Die Werke von Elisa Daubner zeugen von einem beständigen und forschenden Arbeitsprozess. Seit mehreren Jahren ist der abstrakte Ausdruck ihr Wegbegleiter, der über die Arbeit mit Fundstücken und Zeichnungen auf Papier zu Zeichnungen auf Holzgegenständen gewachsen ist. Mit ihrem bildhauerischen Ansatz bewegt sich sie damit an der Grenze von Objektkunst und Grafik.
Als Ausgangspunkt dienen nicht mehr verwendete Gebrauchsgegenstände, die am Straßenrand oder in Brockenhäusern auftauchen. So verbringt Elisa Daubner viel Zeit mit Entdeckungstouren – auf der Suche nach „verlorenen“ Objekten. Sie findet Brot- und Zopfbretter, Serviettenhalterungen oder Kisten, mit je eigenen Qualitäten und Beschaffenheiten. Der darauffolgende Prozess des Zeichnens erinnert an einen Tanz mit Setzungen von Linien und Flächen, mit Komposition, Intuition und Zufall. Wie reagiert die Tusche auf das Material? Lassen die Strukturen klare Striche zu, verläuft die Farbe ungehindert oder wird sie abgestoßen? Dabei wird die Künstlerin im Unterschied zum Papier nicht nur mit verschiedenen, oft markanten Formaten, sondern weiter mit Spuren eines vorhergegangenen Lebens und mit objektinhärenten Geschichten konfrontiert.

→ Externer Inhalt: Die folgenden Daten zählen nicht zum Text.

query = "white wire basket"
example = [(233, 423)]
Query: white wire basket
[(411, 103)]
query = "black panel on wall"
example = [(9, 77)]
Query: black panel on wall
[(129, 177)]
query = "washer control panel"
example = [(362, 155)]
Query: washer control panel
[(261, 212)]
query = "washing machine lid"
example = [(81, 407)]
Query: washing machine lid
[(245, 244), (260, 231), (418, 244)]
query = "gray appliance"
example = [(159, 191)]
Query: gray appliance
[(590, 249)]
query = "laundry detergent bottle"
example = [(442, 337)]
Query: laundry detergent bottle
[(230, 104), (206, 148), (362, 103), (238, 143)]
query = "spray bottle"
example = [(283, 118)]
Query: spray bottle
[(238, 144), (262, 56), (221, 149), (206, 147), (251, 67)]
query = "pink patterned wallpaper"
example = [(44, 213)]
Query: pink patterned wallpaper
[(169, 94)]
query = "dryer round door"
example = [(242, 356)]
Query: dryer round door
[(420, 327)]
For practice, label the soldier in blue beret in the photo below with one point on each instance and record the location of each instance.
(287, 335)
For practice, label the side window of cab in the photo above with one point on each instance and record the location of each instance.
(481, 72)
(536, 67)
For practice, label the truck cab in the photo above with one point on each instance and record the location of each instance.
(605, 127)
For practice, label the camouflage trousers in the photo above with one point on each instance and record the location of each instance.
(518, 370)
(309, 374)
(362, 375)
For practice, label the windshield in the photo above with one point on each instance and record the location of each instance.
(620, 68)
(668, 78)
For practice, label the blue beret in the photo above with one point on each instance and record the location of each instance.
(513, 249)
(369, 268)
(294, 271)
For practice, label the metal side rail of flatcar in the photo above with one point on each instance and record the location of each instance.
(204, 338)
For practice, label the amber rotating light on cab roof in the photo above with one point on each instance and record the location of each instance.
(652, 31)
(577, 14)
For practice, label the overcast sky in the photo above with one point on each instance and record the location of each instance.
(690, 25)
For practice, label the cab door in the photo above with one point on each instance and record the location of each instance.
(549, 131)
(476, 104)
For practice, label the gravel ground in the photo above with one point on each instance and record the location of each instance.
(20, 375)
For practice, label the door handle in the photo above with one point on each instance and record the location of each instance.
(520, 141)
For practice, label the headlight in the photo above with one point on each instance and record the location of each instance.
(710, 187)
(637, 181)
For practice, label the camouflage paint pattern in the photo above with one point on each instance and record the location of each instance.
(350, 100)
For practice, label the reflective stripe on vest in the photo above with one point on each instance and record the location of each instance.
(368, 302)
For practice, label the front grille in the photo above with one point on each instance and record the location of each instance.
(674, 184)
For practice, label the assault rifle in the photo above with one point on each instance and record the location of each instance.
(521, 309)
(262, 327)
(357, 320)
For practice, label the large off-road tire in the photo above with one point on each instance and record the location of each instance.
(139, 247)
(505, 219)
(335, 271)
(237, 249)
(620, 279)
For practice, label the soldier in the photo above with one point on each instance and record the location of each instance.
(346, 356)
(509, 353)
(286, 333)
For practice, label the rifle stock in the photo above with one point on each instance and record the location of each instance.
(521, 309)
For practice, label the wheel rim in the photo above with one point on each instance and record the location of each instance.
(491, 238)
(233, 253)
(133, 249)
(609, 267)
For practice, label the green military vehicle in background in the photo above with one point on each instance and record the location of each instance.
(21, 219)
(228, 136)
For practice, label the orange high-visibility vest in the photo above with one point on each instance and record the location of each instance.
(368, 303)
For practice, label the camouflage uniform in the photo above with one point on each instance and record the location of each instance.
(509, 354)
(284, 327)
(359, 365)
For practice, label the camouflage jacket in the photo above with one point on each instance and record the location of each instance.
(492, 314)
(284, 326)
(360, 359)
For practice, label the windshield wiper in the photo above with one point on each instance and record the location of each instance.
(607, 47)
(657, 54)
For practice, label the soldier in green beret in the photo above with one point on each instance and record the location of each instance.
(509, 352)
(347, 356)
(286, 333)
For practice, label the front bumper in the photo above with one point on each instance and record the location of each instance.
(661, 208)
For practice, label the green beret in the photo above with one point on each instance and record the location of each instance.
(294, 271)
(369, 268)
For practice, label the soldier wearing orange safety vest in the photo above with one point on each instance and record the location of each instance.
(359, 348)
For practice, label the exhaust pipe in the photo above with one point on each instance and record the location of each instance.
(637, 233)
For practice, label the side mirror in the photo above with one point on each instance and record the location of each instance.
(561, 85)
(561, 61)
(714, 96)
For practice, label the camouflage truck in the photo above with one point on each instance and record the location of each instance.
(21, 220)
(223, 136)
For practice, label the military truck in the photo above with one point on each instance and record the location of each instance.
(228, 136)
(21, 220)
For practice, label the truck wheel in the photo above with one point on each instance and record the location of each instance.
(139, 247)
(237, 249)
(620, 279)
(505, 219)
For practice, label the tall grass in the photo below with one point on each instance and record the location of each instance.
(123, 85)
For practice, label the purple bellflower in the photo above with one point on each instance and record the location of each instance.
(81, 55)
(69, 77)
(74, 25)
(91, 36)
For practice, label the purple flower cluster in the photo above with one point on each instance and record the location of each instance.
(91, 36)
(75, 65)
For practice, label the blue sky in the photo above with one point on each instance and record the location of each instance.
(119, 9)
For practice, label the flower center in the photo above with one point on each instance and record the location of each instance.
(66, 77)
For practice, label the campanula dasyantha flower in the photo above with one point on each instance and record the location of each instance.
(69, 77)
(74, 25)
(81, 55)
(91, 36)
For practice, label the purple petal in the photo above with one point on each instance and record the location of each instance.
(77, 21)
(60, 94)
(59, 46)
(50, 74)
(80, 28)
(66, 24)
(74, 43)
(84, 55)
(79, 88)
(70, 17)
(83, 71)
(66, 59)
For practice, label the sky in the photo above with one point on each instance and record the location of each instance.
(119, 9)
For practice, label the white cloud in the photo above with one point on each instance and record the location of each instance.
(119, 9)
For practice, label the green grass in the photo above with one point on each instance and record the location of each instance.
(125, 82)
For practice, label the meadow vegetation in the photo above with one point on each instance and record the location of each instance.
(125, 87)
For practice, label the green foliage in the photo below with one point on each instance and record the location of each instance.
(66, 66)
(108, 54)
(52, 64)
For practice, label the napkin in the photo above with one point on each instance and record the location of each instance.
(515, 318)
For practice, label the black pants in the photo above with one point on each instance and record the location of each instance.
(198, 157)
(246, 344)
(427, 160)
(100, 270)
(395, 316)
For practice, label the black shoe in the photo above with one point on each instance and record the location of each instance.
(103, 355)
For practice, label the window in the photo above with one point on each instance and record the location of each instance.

Elisa Daubners Bildkonzepte basieren auf der Verwendung von abstrakten, zusammengefügten Zeichen. Es sind wiederkehrende Formen, die sich in vergleichbarer Gestalt überall finden lassen. Sie mögen an Höhlenmalereien oder Ornamentik, an Codesysteme oder Geheimsprachen erinnern.
Wie bereits die prähistorische Kunst aufzeigt, existieren Zeichen seit Langem. Aufgrund unserer veränderten Kommunikationsweise erscheinen ihre Bedeutungen heute jedoch oft verschlüsselt. In unserem Alltag finden wir symbolisch aufgeladene Zeichen in Ikonen, in der Politik, aber auch in Markenlogos – in allem, was wir als Referenzpunkte erkennen. Wir nutzen sie, um die Komplexität unseres Umfeldes zu vereinfachen und um ein Gesamtbild unserer Welt zu erfassen, welches wir benennen, einordnen und universell zugänglich machen möchten. Versiert kreieren wir Neologismen, die sich später im Sprachgebrauch einschmiegen können.
Auch bei der Anschauung von Elisa Daubners Zeichnungen mag ein Prozess der Formerkennung passieren. Als Betrachter*innen verleihen wir dem Gesehenen mit jeder Verbalisierung eine individuelle Bedeutung. Mit den teils kräftigen, teils fragil wirkenden Linienführungen mag auf den ersten Blick ein lesbarer Aufbau angedeutet werden. Sowie die Gebrauchsobjekte Erinnerungen auszulösen vermögen, meinen wir Formdeutungen zu erkennen, Rätsel zu lösen und Kontexte zu erahnen. Doch bald wird klar, dass wir uns stets im Schwebezustand befinden und nicht auf den Punkt kommen. Was bleibt ist ein Gefühl, evoziert durch die reine Betrachtung.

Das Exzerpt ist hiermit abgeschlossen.